Forget not the voice of thine enemies: * the presumption of them that hate thee increaseth ever more and more.
Then Daniel, whose name was Belteshazzar, was astonied for one hour, and his thoughts troubled him. The king spake, and said, Belteshazzar, let not the dream, or the interpretation thereof, trouble thee. Belteshazzar answered and said, My lord, the dream be to them that hate thee, and the interpretation thereof to thine enemies. The tree that thou sawest, which grew, and was strong, whose height reached unto the heaven, and the sight thereof to all the earth; Whose leaves were fair, and the fruit thereof much, and in it was meat for all; under which the beasts of the field dwelt, and upon whose branches the fowls of the heaven had their habitation: It is thou, O king, that art grown and become strong: for thy greatness is grown, and reacheth unto heaven, and thy dominion to the end of the earth. And whereas the king saw a watcher and an holy one coming down from heaven, and saying, Hew the tree down, and destroy it; yet leave the stump of the roots thereof in the earth, even with a band of iron and brass, in the tender grass of the field; and let it be wet with the dew of heaven, and let his portion be with the beasts of the field, till seven times pass over him; This is the interpretation, O king, and this is the decree of the most High, which is come upon my lord the king: That they shall drive thee from men, and thy dwelling shall be with the beasts of the field, and they shall make thee to eat grass as oxen, and they shall wet thee with the dew of heaven, and seven times shall pass over thee, till thou know that the most High ruleth in the kingdom of men, and giveth it to whomsoever he will. And whereas they commanded to leave the stump of the tree roots; thy kingdom shall be sure unto thee, after that thou shalt have known that the heavens do rule. Wherefore, O king, let my counsel be acceptable unto thee, and break off thy sins by righteousness, and thine iniquities by shewing mercy to the poor; if it may be a lengthening of thy tranquillity.
And when it was day, certain of the Jews banded together, and bound themselves under a curse, saying that they would neither eat nor drink till they had killed Paul. And they were more than forty which had made this conspiracy. And they came to the chief priests and elders, and said, We have bound ourselves under a great curse, that we will eat nothing until we have slain Paul. Now therefore ye with the council signify to the chief captain that he bring him down unto you to morrow, as though ye would inquire something more perfectly concerning him: and we, or ever he come near, are ready to kill him. And when Paul's sister's son heard of their lying in wait, he went and entered into the castle, and told Paul.
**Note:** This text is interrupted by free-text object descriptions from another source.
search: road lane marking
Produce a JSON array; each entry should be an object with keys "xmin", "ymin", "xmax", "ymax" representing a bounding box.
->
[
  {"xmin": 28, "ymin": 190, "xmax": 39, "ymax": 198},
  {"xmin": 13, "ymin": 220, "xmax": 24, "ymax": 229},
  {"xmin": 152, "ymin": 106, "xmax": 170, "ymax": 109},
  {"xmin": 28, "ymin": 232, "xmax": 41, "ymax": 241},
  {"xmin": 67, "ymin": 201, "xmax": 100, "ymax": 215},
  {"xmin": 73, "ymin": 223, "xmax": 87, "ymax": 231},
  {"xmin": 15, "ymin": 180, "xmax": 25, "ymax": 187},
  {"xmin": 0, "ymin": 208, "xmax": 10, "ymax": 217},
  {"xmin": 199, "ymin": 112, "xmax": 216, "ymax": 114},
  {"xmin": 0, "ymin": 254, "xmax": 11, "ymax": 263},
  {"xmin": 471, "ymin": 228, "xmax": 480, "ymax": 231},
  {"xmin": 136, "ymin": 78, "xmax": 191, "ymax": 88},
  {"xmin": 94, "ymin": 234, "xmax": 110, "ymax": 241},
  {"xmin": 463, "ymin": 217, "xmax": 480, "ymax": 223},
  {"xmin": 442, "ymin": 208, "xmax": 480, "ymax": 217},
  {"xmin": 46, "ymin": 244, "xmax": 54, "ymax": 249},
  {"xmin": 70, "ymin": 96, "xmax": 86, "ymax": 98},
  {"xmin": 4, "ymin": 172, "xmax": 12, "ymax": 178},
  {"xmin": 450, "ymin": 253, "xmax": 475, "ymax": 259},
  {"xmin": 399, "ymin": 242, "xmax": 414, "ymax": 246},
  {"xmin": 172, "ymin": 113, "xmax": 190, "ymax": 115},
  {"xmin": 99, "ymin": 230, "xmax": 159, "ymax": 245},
Then Paul called one of the centurions unto him, and said, Bring this young man unto the chief captain: for he hath a certain thing to tell him. So he took him, and brought him to the chief captain, and said, Paul the prisoner called me unto him, and prayed me to bring this young man unto thee, who hath something to say unto thee. Then the chief captain took him by the hand, and went with him aside privately, and asked him, What is that thou hast to tell me? And he said, The Jews have agreed to desire thee that thou wouldest bring down Paul to morrow into the council, as though they would inquire somewhat of him more perfectly. But do not thou yield unto them: for there lie in wait for him of them more than forty men, which have bound themselves with an oath, that they will neither eat nor drink till they have killed him: and now are they ready, looking for a promise from thee. So the chief captain then let the young man depart, and charged him, See thou tell no man that thou hast shewed these things to me. And he called unto him two centurions, saying, Make ready two hundred soldiers to go to Caesarea, and horsemen threescore and ten, and spearmen two hundred, at the third hour of the night; And provide them beasts, that they may set Paul on, and bring him safe unto Felix the governor.
LORD of all power and might, who art the author and giver of all good things; Graft in our hearts the love of thy Name, increase in us true religion, nourish us with all goodness, and of thy great mercy keep us in the same; through Jesus Christ our Lord. Amen.